I’m a new farmer that have just joined the community. I’ve been following the " [Build a Budget Chia Cryptocurrency Plotting Rig]" guide from Chia Decentral to setup my plotting machine. I’m using CLI commands instead of GUI interface to setup my plotting event. Everything went smoothly and my machine have started farming.
However, after about 3 hours later, when I use glances to check on my system status, at the bottom it shows “High CPU I/O waiting” and “CRITICAL on CPU_IOWAIT”. A little more information from the top of glances indicates that my current system usage:
CPU: around 38% up and down
iowait: 3%-14% bouncing in between.
Mem: 37%
Currently the machine has 5 plotting event going on with 1hr separation in between. The total amount of plotting event was set to 9, which the last plotting event should start after the 9th hour.
Is this High CPU IO Waiting normal? Or is there anything I can tweak to solve this problem?
Bellow is my plotting machine specs:
CPU: Intel i9-10900
MB: Gigabyte Z590 VISION G
RAM: 4 * 16GB D4-3200 Kingston
HDD: 9 * WD 10TB Ultrastar
SSD: 250GB WD Blue (OS installed here), 2TB WD Blue (plotting second temp disk)
M.2: 2 * 2TB WD Black SN750 NVMe
PUS: 850W Corsair Gold
There are a total of 9 commands in one bash script.

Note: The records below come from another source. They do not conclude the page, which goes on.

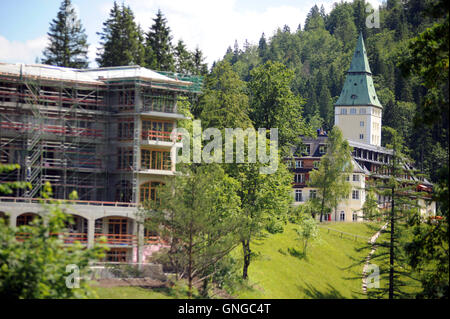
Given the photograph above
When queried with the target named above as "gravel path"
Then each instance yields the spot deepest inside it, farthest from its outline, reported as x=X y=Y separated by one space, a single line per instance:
x=372 y=241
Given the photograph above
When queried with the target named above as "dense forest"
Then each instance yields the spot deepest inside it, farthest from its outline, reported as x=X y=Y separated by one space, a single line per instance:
x=320 y=51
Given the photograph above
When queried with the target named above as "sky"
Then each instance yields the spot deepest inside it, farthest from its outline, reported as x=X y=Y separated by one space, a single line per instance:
x=212 y=25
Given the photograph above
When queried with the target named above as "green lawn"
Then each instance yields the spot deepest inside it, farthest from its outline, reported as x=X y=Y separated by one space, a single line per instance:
x=332 y=268
x=130 y=293
x=179 y=292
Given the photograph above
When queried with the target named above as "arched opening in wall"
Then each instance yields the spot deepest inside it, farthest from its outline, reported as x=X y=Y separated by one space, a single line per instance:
x=149 y=191
x=124 y=193
x=26 y=218
x=117 y=230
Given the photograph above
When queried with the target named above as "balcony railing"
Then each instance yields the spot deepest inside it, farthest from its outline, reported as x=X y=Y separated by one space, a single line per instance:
x=68 y=238
x=111 y=239
x=64 y=201
x=118 y=239
x=160 y=136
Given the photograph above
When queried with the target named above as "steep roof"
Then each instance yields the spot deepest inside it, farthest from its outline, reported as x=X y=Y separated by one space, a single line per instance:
x=358 y=89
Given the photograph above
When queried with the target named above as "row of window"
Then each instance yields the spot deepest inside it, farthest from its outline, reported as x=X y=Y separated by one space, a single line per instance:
x=361 y=111
x=299 y=194
x=299 y=164
x=150 y=159
x=353 y=110
x=313 y=194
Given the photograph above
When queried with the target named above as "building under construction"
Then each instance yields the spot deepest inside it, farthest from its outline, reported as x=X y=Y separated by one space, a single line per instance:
x=105 y=133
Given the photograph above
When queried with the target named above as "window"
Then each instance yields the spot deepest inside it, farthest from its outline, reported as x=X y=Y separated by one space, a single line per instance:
x=299 y=178
x=118 y=226
x=152 y=159
x=25 y=219
x=124 y=158
x=125 y=129
x=116 y=255
x=322 y=149
x=156 y=130
x=148 y=191
x=298 y=195
x=307 y=149
x=124 y=191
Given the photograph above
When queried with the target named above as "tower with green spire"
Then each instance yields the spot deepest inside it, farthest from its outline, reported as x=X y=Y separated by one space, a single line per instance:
x=358 y=110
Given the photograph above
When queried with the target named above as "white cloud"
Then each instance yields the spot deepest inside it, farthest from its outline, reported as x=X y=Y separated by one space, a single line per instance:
x=23 y=52
x=212 y=25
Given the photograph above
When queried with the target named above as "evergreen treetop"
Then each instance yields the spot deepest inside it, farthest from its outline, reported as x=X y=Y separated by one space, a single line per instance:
x=68 y=45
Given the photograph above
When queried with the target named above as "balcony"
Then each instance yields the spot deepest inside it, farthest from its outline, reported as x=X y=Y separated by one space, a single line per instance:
x=118 y=239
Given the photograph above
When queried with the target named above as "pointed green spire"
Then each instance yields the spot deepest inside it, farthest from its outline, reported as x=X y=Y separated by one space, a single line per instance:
x=360 y=63
x=358 y=87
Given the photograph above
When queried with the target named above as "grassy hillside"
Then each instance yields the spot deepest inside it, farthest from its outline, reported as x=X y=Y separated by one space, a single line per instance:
x=332 y=268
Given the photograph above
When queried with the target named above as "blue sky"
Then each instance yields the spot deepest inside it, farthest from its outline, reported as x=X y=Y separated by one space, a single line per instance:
x=212 y=25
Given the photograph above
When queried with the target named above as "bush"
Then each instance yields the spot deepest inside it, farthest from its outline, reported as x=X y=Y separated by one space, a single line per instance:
x=275 y=226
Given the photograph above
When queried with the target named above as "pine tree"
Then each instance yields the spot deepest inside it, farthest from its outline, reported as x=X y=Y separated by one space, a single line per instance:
x=200 y=67
x=314 y=19
x=400 y=204
x=183 y=58
x=68 y=45
x=120 y=39
x=262 y=48
x=159 y=43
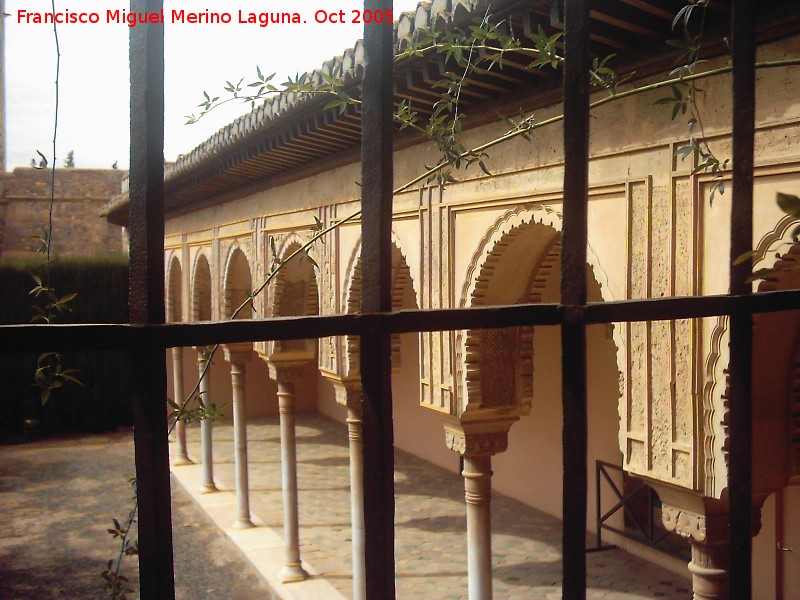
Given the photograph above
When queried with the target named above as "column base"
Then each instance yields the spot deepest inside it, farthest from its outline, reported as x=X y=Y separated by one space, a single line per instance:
x=181 y=460
x=243 y=523
x=292 y=573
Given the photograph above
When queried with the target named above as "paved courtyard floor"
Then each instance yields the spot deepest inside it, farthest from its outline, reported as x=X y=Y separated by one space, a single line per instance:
x=430 y=525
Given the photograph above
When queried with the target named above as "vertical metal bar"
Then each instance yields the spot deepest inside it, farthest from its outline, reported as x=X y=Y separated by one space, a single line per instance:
x=740 y=368
x=376 y=253
x=146 y=303
x=573 y=294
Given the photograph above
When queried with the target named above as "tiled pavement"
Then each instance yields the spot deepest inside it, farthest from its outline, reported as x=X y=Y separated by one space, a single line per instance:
x=430 y=523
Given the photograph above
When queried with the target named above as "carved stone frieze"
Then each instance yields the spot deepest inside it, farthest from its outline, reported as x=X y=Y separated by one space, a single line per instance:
x=476 y=445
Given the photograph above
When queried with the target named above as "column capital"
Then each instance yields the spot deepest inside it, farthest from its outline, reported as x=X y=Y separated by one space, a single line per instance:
x=285 y=366
x=477 y=438
x=476 y=444
x=348 y=391
x=238 y=353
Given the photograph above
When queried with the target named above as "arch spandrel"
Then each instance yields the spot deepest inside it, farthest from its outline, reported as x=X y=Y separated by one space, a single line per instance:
x=237 y=281
x=541 y=223
x=294 y=291
x=401 y=278
x=778 y=250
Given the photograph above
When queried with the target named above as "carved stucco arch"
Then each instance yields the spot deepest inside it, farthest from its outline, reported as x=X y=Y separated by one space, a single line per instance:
x=715 y=408
x=294 y=298
x=401 y=278
x=229 y=303
x=479 y=275
x=202 y=287
x=174 y=288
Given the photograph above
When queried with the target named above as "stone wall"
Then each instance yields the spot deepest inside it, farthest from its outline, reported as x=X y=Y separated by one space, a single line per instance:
x=78 y=230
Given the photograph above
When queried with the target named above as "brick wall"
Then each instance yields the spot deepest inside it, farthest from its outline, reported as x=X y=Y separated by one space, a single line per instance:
x=78 y=230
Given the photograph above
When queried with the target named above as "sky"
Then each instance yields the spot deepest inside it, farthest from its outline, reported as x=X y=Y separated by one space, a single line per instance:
x=93 y=116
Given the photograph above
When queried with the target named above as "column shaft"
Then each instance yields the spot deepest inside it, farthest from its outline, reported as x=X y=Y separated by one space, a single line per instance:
x=478 y=493
x=292 y=570
x=357 y=497
x=240 y=447
x=709 y=569
x=206 y=444
x=181 y=456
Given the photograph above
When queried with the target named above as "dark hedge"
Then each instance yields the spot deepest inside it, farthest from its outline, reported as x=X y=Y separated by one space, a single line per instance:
x=104 y=400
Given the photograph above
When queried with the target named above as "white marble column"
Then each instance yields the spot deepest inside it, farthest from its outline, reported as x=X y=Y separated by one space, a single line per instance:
x=180 y=455
x=477 y=475
x=206 y=426
x=356 y=492
x=476 y=443
x=292 y=569
x=237 y=359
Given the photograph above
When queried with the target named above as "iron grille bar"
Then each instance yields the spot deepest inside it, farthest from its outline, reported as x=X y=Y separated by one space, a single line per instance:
x=35 y=338
x=573 y=295
x=741 y=333
x=146 y=304
x=376 y=272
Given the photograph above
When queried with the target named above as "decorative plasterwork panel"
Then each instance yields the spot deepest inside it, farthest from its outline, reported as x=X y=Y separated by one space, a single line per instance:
x=294 y=290
x=478 y=376
x=237 y=278
x=657 y=437
x=401 y=281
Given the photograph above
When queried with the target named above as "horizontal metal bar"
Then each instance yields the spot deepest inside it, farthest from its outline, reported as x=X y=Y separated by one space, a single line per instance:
x=34 y=338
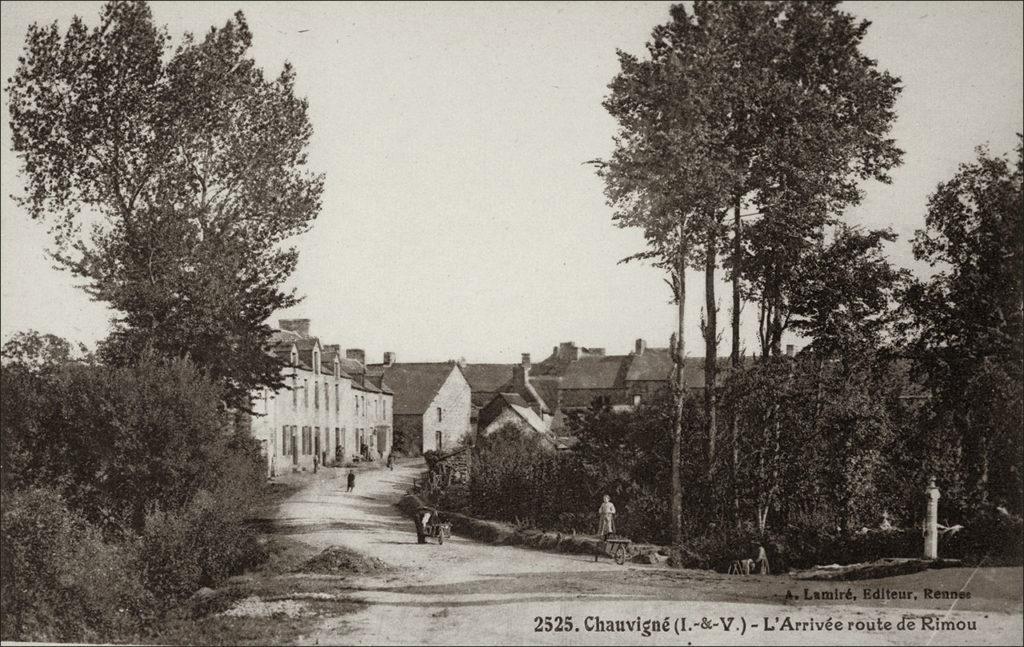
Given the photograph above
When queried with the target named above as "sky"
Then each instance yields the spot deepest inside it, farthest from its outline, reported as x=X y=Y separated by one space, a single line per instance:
x=460 y=218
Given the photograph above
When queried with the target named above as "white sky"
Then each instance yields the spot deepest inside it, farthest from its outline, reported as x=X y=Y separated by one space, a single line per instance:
x=459 y=218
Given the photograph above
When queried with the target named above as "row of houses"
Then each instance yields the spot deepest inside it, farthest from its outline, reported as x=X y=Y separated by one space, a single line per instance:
x=337 y=406
x=439 y=404
x=331 y=410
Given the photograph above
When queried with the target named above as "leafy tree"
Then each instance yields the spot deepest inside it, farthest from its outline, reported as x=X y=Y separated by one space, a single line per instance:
x=845 y=292
x=667 y=176
x=967 y=319
x=171 y=180
x=37 y=352
x=120 y=441
x=769 y=104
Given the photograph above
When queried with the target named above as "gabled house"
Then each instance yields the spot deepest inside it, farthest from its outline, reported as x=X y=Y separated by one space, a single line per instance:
x=432 y=403
x=510 y=410
x=489 y=380
x=325 y=411
x=573 y=379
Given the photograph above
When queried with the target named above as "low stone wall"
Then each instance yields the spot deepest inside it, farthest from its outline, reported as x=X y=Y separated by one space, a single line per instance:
x=507 y=534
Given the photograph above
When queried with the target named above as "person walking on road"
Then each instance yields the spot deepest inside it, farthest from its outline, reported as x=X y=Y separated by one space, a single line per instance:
x=606 y=516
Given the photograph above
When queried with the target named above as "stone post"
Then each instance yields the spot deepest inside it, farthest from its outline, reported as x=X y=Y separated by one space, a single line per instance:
x=932 y=521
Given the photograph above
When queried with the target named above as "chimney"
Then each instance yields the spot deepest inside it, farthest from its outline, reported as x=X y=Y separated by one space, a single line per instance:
x=301 y=327
x=520 y=375
x=357 y=354
x=567 y=351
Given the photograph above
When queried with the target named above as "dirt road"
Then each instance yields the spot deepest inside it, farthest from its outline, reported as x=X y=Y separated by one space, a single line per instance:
x=469 y=593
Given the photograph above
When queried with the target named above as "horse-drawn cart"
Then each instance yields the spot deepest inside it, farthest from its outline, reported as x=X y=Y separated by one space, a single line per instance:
x=614 y=546
x=439 y=529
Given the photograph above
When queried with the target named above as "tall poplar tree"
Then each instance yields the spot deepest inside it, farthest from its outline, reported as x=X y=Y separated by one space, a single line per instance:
x=171 y=181
x=768 y=105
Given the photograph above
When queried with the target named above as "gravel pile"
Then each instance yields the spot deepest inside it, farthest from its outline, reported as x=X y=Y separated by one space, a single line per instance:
x=337 y=560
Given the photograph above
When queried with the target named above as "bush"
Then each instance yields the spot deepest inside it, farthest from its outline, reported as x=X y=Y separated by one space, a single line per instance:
x=198 y=546
x=60 y=580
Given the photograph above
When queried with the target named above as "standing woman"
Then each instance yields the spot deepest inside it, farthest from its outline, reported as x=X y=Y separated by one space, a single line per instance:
x=606 y=515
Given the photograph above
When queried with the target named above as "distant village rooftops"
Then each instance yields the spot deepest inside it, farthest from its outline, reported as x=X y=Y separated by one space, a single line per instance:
x=415 y=385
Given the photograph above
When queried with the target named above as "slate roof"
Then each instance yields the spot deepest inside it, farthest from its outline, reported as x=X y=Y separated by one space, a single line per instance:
x=415 y=385
x=352 y=367
x=378 y=381
x=652 y=364
x=547 y=388
x=516 y=403
x=487 y=378
x=520 y=406
x=595 y=373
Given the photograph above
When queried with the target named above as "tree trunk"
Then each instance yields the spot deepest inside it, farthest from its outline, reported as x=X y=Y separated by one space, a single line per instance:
x=711 y=352
x=678 y=348
x=734 y=355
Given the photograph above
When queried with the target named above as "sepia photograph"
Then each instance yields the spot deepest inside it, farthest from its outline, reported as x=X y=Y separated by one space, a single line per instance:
x=512 y=322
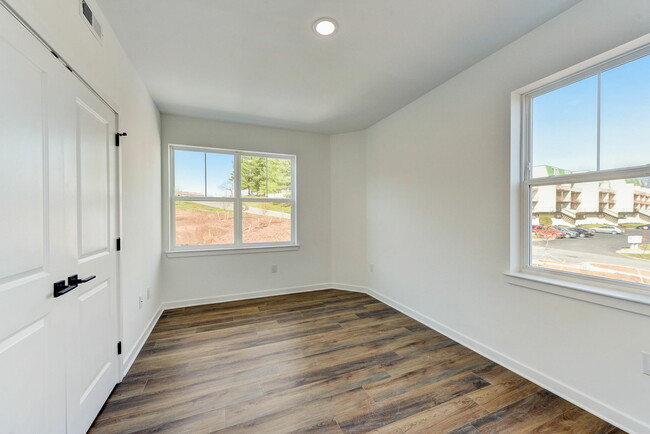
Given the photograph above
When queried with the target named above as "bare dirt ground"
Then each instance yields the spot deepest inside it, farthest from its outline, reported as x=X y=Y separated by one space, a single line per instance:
x=205 y=228
x=618 y=272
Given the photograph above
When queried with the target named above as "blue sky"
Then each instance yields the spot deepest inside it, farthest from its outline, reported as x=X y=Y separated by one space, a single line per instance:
x=190 y=169
x=565 y=121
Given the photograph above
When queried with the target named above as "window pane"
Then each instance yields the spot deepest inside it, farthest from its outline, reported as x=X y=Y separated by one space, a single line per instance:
x=220 y=169
x=564 y=129
x=189 y=173
x=625 y=115
x=265 y=177
x=279 y=178
x=266 y=222
x=596 y=228
x=204 y=223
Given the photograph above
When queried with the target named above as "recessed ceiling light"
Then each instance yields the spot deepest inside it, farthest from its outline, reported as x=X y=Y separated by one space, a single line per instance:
x=325 y=26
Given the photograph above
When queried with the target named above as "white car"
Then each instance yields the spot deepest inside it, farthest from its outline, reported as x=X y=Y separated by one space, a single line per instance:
x=614 y=230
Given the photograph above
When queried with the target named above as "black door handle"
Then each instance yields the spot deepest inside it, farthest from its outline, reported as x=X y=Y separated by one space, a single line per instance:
x=74 y=280
x=61 y=288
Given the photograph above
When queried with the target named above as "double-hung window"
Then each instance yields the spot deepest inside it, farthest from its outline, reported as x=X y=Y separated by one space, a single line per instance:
x=586 y=174
x=223 y=199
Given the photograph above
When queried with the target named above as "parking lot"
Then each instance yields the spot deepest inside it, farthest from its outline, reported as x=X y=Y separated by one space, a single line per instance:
x=599 y=248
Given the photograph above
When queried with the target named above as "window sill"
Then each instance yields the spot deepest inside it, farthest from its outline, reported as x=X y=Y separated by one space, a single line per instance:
x=605 y=295
x=237 y=251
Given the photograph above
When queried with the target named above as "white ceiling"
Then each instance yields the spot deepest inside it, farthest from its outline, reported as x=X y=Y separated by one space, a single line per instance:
x=258 y=61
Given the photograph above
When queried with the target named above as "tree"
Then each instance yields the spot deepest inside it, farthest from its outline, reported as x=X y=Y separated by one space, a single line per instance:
x=261 y=176
x=545 y=220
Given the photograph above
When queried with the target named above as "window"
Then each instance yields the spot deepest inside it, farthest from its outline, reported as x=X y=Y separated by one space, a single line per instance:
x=586 y=183
x=224 y=199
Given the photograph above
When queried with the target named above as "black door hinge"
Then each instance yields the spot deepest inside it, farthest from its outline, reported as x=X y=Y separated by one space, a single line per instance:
x=117 y=138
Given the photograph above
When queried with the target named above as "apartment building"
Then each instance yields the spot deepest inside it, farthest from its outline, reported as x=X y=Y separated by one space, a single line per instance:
x=600 y=202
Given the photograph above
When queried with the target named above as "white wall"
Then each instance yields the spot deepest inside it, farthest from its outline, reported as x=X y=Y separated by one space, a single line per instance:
x=225 y=277
x=449 y=151
x=106 y=67
x=348 y=210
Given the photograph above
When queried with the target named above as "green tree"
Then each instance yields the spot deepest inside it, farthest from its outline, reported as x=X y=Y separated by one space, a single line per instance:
x=261 y=176
x=545 y=220
x=253 y=176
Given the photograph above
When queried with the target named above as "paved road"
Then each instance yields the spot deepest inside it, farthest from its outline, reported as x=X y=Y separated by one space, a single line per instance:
x=599 y=248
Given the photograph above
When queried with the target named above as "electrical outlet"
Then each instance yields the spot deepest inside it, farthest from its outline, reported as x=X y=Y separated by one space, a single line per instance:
x=645 y=357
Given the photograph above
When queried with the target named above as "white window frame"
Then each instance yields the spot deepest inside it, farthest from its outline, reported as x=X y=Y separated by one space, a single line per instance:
x=238 y=246
x=624 y=295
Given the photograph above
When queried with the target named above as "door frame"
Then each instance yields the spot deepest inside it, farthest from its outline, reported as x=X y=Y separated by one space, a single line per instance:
x=118 y=176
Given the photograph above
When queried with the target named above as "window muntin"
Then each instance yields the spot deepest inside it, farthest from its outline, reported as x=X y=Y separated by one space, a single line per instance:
x=231 y=199
x=588 y=170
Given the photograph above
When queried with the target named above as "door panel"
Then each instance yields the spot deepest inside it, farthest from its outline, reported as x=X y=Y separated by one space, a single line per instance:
x=92 y=181
x=23 y=98
x=28 y=404
x=91 y=192
x=32 y=354
x=94 y=326
x=58 y=178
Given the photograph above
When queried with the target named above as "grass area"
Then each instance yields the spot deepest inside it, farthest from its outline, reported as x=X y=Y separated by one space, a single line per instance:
x=271 y=206
x=630 y=225
x=637 y=255
x=644 y=255
x=193 y=206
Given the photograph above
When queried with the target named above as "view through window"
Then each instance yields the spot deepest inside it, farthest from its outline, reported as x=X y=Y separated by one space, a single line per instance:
x=225 y=199
x=588 y=182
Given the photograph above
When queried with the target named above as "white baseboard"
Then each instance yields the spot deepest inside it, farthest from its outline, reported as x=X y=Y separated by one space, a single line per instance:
x=594 y=406
x=347 y=287
x=128 y=359
x=244 y=296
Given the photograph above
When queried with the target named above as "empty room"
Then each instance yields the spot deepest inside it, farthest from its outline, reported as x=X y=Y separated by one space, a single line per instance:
x=325 y=216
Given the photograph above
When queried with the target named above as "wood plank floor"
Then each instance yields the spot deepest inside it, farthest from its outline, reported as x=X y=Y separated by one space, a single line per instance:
x=328 y=362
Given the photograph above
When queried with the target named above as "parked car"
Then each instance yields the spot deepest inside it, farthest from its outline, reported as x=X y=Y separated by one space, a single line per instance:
x=568 y=233
x=583 y=233
x=547 y=232
x=614 y=230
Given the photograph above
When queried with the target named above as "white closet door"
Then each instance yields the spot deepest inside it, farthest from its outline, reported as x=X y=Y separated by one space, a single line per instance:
x=91 y=217
x=58 y=218
x=32 y=253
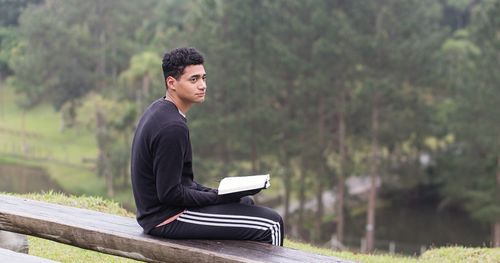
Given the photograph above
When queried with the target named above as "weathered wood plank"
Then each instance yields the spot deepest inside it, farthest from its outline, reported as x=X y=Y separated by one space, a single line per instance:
x=14 y=257
x=122 y=236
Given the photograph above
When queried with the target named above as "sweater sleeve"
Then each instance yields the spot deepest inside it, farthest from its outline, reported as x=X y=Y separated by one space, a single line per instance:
x=172 y=143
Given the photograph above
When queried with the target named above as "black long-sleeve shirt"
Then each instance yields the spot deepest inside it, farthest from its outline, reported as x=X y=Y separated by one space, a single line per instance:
x=161 y=167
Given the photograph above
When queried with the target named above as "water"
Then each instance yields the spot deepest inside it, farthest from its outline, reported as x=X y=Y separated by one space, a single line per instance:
x=25 y=179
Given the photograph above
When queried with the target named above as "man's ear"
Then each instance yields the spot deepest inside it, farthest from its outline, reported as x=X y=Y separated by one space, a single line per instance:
x=170 y=81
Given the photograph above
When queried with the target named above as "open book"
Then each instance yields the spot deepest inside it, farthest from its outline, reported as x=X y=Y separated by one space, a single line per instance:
x=243 y=183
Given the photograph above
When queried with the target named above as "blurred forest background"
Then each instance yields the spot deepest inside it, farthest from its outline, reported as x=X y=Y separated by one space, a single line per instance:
x=375 y=118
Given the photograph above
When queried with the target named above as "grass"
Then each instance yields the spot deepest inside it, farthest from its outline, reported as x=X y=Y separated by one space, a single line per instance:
x=64 y=253
x=33 y=138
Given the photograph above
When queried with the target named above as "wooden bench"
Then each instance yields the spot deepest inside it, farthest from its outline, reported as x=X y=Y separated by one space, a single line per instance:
x=122 y=236
x=11 y=256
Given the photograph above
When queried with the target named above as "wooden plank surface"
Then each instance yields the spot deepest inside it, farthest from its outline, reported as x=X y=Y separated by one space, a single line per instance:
x=15 y=257
x=122 y=236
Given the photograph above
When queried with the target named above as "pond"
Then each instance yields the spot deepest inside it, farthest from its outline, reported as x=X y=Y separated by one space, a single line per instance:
x=20 y=179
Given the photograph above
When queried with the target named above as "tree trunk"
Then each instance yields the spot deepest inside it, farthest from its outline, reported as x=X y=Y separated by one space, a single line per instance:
x=103 y=157
x=302 y=191
x=339 y=207
x=321 y=168
x=288 y=188
x=496 y=227
x=145 y=91
x=370 y=220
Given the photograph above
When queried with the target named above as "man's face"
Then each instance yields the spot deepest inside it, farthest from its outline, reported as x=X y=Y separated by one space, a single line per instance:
x=191 y=85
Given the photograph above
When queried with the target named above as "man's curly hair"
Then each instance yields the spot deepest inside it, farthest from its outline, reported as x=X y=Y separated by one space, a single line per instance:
x=175 y=61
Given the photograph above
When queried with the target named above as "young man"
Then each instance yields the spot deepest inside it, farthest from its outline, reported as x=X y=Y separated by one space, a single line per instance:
x=169 y=202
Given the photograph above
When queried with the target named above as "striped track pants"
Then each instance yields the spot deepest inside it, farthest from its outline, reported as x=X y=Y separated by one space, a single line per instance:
x=234 y=221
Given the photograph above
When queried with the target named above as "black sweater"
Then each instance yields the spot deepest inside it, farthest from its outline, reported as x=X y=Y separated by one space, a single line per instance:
x=161 y=167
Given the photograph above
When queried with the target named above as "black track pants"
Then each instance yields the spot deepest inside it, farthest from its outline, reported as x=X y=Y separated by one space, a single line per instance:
x=233 y=221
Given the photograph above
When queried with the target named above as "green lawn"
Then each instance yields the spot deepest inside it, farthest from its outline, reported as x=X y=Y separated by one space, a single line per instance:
x=64 y=253
x=33 y=137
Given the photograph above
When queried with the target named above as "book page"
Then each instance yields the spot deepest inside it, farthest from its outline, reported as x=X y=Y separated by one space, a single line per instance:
x=243 y=183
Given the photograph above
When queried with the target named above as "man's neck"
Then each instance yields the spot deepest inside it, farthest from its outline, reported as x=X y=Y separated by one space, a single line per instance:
x=180 y=106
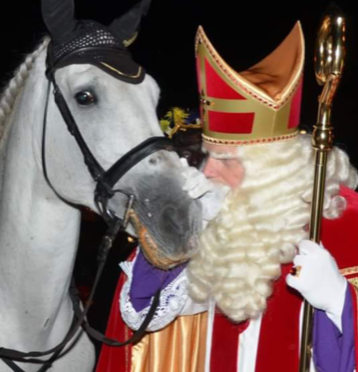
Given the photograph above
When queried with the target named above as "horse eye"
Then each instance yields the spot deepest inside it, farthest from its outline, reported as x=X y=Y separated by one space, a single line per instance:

The only changes with each commands are the m.2 ssd being assigned to plot to different hdd, so nvme1 will plot hdd001 to 004 (4 commands here), and nvme2 will plot from hhd005 to 009 (5 commands here).
There are only these 9 plots running parallel with 1 hours delay to stagger them.
My strategy for iowait issues has just been to continuously add more ssds, and avoid m.2 slots that go through the chipset. Have you also changed changing the sector size of ssds to the highest possible? And changed the filesystem to xfs?
fireboy0526 if it is not a problem I will join to your topic because I have this same problem with I/O Waiting
Setup:
i7 - 10700k
32GB 3600 G.Skill
Gigabyte Z490 UD
system - ssd1 - kingston hyper X
temp Samsung 1 TB 980
hdd - 2x10 tb WD , 1x 3TB Toshiba
For now i have 2 parrarels plots 4t/2400MB nad after 6% i got few High CPU I/O waiting and CRITICAL on CPU_IOWAIT.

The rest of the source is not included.